Les ongles de Horza interceptèrent son habit de cérémonie et sa tunique, tout deux décollés de sa peau par le mouvement de recul. Horza, qui s’était déjà avancé aussi loin qu’il pouvait, sentit ses doigts fléchis déchirer les deux couches de tissu sans rencontrer la chair en dessous. M. Premier recula encore, trébucha et heurta une des femmes. Son bol de brouet puant lui tomba des mains. Une des cales de bois lui échappa et atterrit dans le feu. Le bras de Horza arriva en fin de course au moment où les deux Mangeurs isolés du reste s’avançaient rapidement et l’attrapaient par la tête et le bras.
— Sacrilège ! cria Fwi-Song.
M. Premier regarda tour à tour la femme qu’il avait heurtée, le feu puis le prophète, et se retourna, l’air furieux, vers le Métamorphe.

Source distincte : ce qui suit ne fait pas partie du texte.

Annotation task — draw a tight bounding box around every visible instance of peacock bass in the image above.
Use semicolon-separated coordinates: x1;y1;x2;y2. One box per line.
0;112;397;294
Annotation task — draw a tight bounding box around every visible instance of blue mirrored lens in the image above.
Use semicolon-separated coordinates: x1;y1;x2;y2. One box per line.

Il souleva un bras afin d’inspecter la déchirure de ses vêtements.
— Le don immonde profane nos parures ! s’écria de nouveau Fwi-Song.
Les deux Mangeurs remirent le bras et la tête de Horza à leur place et les y maintinrent. M. Premier fit mine de se rapprocher tout en sortant son arme de dessous sa tunique, en la tenant par le canon, comme une massue.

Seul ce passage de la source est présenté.